Loreley había conocido al juez Henry Palmer durante las prácticas de pasante y lo estimaba por su humanidad que, sin embargo, no dejaba transparentar por sus ojos semi escondidos por los caídos párpados superiores y los labios sutiles siempre cerrados. Raramente lo veía sonreír durante una audiencia. A ojo de buen cubero debía haber engordado al menos una decena de quilos desde la última vez que lo había visto: ahora su panza presionaba el borde del estrado. Ni siquiera la toga conseguía enmascararla.
El juez se ajustó las gafas sobre la nariz antes de formular la pregunta esperada.
―¿Cómo se declara su cliente?
La voz sonó alta, un poco ronca, como si acabase de recuperarse de un dolor de garganta.
Ella se volvió hacia Peter Wallace, que no se movió ni un centímetro. El único detalle que le hizo comprender que estuviese vivo fue un ligero movimiento, apenas perceptible, en la mandíbula bien modelada.

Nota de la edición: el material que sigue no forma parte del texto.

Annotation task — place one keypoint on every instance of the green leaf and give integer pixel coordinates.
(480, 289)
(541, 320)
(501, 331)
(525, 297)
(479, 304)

―Inocente, Su Señoría. Mi cliente no tiene antecedentes penales, siempre ha llevado una vida tranquila y el crimen por el que es imputado aún está por demostrar. Las pruebas a su cargo se basan solamente en un testimonio poco fiable. Pido la libertad condicional.
―Fiscal… ―dijo el juez, invitándolo a hablar.
―El imputado no tiene antecedentes penales, es verdad, pero como ya se ha probado tiene una naturaleza agresiva: siempre hay una primera vez para cualquier acción. Además, podría abandonar el Estado, su familia tiene medios para ayudarle. Solicito que la petición de la defensa sea rechazada.
Después de una atenta reflexión el juez decidió:
―La libertad condicional es denegada.
El golpe seco del mazo puso fin a la audiencia.
Esta vez su cliente se giró hacia ella mostrando unos ojos verdes carentes de luz.
―Lo siento.
―Yo no he sido. Sé que nadie me cree; ni siquiera usted, abogada.
No había humildad en el tono ni autocompasión, pero tampoco arrogancia. Lo vio apartarse de los ojos un pequeño mechón de cabellos rizados, de color rojo Tiziano.
―Hasta luego, abogada Lehmann ―se despidió de ella un momento antes de que los agentes se acercasen para escoltarlo fuera de la sala del tribunal.
Ella se alejó rápidamente: otro acusado y su abogado defensor acababan de entrar y estaban a punto de coger su puesto.